Уоллхейм опубликовал часть «Гиборейской эпохи» в своем «Фантаграфе». В 1938 году Уоллхейм, Форрест Дж. Аккерман и три других почитателя издали весь очерк в виде одноименной брошюры, напечатанной на мимеографе.

Лавкрафт враждовал с Аккерманом на протяжении нескольких лет. Родившийся в 1916 году в Калифорнии, Аккерман заработал репутацию признанного фаната научной фантастики, обеспечивая себя среди прочего деятельностью в качестве продавца журналов, редактора и литературного агента.

В 1932 году, когда Аккерман учился в средней школе, Кларк Эштон Смит опубликовал в «Уандер Сториз» рассказ под названием «Житель марсианских недр». Этот рассказ в жанре ужасов повествует об исследователях Марса, столкнувшихся с чудовищем. Эта тварь, по-видимому, кормится глазными яблоками исследователей, будучи оснащенной отростками для их извлечения. Аккерман написал в «Фэнтези Фэн» («Любитель фэнтези») Чарльза Хорнига и разнес рассказ на том основании, что сверхъестественным ужасам не место в журнале научной фантастики. Лавкрафт отвечал: «Что касается вспышки Аккермана, то я опасаюсь, что его навряд ли можно воспринимать всерьез в вопросах критики фантастической литературы. Рассказ Смита был действительно великолепен, за исключением низкопробной концовки, на которой настаивал редактор „Уандер Сториз“. Аккерман как-то и мне написал письмо с очень детскими нападками на мои работы — очевидно, он любит словесную пиротехнику как таковую и, кажется, совершенно безразличен к фантастическим ощущениям».

Перебранка заполняла колонку на протяжении первых шести выпусков фан-журнала. Несомненно, ответы Аккермана раздражали Лавкрафта, поскольку в течение трех следующих лет его упоминания Аккермана оживлялись такими выражениями, как «привычная напасть», «пустой наглец», «нахальный невоспитанный юнец», «надутое маленькое посмешище», «маленькая вошь» и «хлипкий дурачок».

К 1937 году, однако, Лавкрафт оставил подобную ребяческую язвительность.

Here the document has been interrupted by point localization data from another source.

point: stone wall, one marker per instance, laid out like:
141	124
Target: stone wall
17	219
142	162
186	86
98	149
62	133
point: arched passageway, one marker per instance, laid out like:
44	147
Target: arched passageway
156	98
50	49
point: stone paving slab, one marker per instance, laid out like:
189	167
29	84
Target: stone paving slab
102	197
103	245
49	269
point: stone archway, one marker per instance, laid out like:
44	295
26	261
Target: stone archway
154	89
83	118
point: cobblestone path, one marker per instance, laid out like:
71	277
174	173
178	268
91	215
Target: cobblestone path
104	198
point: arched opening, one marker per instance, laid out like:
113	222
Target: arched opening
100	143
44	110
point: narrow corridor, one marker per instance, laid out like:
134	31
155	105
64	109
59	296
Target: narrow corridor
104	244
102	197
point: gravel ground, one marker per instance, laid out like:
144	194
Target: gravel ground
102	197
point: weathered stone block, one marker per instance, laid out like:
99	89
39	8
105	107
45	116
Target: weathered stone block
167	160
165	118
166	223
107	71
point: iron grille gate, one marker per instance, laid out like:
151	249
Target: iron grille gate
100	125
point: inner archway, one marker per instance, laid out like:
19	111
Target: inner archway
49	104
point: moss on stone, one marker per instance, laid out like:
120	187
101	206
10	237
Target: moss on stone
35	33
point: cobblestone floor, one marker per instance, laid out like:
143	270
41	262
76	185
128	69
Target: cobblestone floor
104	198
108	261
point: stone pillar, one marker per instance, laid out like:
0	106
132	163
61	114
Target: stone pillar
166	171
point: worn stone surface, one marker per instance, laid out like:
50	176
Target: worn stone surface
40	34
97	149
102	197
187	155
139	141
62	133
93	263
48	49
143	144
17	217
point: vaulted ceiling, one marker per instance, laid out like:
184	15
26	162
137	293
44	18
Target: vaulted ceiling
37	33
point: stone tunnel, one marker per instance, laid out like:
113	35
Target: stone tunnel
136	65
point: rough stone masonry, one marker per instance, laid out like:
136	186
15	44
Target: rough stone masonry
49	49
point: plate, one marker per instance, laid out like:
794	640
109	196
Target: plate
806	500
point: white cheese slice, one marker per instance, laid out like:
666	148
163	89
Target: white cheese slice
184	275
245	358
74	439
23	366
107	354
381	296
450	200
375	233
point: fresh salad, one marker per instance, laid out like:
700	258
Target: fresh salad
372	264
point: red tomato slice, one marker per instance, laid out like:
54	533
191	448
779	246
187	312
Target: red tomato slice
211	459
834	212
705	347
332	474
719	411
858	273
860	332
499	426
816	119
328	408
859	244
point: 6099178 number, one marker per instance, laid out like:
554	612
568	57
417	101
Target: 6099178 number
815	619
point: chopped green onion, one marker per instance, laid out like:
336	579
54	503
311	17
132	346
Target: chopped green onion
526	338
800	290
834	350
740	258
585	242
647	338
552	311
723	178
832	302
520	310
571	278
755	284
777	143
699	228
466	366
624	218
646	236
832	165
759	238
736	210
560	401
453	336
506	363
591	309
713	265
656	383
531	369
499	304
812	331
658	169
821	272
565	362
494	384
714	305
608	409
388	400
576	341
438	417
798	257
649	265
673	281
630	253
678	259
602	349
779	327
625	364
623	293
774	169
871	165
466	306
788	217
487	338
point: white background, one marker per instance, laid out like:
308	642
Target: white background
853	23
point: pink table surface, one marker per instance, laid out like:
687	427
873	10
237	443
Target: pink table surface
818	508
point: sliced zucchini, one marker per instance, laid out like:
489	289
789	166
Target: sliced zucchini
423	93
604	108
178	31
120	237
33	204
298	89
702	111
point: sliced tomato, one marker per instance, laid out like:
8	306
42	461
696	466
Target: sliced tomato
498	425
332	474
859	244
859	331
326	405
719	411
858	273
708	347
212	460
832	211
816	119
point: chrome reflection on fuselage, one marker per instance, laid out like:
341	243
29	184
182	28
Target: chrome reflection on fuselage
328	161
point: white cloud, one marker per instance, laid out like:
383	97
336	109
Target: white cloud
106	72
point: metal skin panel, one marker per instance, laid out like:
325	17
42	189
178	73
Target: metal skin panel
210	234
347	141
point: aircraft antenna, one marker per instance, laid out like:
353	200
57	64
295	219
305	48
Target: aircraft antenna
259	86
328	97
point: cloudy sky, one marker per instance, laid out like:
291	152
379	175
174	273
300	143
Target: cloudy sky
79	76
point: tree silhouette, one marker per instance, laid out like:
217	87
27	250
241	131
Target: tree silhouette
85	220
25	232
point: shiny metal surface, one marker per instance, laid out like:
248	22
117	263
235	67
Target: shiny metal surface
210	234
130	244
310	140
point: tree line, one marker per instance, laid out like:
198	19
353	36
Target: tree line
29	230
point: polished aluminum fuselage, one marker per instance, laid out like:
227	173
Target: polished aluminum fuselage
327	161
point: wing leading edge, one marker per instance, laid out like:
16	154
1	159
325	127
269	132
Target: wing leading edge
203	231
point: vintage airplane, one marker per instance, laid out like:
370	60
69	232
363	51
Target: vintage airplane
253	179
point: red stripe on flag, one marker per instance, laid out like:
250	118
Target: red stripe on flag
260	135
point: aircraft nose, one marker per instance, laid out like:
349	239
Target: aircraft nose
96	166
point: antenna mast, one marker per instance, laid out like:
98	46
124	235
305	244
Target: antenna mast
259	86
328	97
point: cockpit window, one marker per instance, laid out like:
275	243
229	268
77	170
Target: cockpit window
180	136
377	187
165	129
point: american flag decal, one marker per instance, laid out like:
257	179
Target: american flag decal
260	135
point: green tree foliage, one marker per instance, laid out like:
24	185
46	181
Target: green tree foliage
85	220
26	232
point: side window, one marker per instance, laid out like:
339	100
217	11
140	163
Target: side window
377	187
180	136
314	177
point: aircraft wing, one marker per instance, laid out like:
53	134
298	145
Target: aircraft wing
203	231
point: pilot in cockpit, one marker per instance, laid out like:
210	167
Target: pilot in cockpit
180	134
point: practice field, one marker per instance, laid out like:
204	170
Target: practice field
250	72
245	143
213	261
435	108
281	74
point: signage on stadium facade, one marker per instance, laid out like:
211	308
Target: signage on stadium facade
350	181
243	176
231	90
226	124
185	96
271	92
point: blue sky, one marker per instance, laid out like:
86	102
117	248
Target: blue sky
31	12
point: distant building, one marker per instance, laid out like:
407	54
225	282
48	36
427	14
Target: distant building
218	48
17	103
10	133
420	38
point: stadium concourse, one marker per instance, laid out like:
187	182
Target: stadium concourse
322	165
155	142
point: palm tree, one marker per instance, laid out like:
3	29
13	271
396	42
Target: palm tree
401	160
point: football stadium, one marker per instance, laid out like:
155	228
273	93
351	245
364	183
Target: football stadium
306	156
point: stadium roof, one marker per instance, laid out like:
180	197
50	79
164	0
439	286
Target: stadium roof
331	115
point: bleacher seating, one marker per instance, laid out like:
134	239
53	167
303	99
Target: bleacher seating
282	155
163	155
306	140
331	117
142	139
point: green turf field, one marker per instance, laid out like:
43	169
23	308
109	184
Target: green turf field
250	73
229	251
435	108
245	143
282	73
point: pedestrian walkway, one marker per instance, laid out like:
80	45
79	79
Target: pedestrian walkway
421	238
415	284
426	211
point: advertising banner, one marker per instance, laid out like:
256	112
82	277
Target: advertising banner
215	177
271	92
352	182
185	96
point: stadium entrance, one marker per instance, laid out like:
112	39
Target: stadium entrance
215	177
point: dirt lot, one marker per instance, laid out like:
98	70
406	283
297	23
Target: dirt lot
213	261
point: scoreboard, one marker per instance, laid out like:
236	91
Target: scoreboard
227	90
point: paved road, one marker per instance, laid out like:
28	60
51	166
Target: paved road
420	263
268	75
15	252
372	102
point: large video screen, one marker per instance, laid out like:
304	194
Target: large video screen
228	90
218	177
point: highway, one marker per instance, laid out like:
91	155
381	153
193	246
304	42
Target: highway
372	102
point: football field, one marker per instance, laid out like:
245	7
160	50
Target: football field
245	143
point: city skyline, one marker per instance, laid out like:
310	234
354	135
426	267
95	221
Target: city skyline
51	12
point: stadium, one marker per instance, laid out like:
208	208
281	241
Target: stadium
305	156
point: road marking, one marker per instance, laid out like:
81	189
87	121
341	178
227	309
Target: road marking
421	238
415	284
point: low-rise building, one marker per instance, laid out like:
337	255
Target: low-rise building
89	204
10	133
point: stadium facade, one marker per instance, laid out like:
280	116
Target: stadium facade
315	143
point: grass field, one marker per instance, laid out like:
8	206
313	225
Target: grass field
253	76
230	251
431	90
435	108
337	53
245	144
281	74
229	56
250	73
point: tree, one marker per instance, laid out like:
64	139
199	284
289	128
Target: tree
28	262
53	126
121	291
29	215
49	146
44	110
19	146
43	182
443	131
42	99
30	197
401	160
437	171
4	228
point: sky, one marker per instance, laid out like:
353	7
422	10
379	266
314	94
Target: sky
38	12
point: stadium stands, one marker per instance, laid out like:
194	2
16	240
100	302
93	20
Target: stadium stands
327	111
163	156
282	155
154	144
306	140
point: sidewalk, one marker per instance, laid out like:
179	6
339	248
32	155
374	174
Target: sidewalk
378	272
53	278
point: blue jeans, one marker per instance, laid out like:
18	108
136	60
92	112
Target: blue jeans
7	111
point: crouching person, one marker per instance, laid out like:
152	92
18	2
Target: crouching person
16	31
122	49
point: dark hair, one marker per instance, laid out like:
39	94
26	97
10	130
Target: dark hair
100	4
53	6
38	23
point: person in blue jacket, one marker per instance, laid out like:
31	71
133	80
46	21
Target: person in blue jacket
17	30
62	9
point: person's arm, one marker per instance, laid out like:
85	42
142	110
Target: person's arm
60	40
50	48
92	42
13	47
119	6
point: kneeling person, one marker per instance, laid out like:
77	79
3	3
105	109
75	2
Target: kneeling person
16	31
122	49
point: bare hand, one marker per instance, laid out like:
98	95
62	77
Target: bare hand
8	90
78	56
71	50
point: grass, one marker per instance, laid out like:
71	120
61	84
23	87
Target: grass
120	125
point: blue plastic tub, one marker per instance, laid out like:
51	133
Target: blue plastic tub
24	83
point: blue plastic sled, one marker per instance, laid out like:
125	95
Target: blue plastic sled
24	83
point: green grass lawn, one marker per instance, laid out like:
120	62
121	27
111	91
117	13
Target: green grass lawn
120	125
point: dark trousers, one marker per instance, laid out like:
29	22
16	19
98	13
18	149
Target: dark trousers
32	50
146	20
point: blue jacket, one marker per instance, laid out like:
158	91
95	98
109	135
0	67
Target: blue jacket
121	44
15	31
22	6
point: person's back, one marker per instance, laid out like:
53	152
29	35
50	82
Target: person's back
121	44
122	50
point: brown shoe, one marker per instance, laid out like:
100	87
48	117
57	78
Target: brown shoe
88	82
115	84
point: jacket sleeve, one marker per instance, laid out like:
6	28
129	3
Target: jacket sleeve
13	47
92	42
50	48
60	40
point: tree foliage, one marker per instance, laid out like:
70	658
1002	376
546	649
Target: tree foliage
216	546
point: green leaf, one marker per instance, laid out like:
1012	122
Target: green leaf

Он сказал об Аккермане: «Я уверен, что под своей наружностью он должен быть сметливым и очаровательным парнем! …созрев во что-то весьма отличное от несносного ребенка трехлетней давности… Против него у меня совершенно ничего нет!»

Лавкрафт проанализировал качества, способствующие литературному успеху, и советовал Зелии Рид: «Мой шанс на создание чего-то прибыльного в плане серьезного художественного произведения столь незначителен, что им можно пренебречь; что же касается вас, то вы, судя по всему, имеете общие черты с той более удачливой группой (вроде Бута Таркингтона и Синклера Льюиса), чьим серьезным увлечениям посчастливилось приблизиться к популярной (и потому прибыльной) сфере…»

«В высшей степени великий художник», по его словам, со своего искусства может надеяться лишь на скромный заработок, в то время как «сущий идиот и невежда» вроде Эдгара Райса Берроуза может по счастливой случайности сколотить состояние.

«Однако обычно удачливый коммерческий писатель (за исключением класса бульварных романов) по качествам находится где-то посередине — с умеренной одаренностью идеями и довольно гладкой техникой… Что действительно определяет его успех, так это третья и совершенно отличная составляющая — необъяснимая и неощутимая связь с мысленными и эмоциональными процессами весьма большого круга читателей, — которая никак не соотносится с литературным мастерством и обнаруживается равным образом как среди величайших гениев, так и среди тупейших болванов… Но когда народная симпатия незначительна или вообще отсутствует — как в моем случае, — то не стоит ожидать большего, нежели скуднейшей материальной прибыли, за исключением редких случаев».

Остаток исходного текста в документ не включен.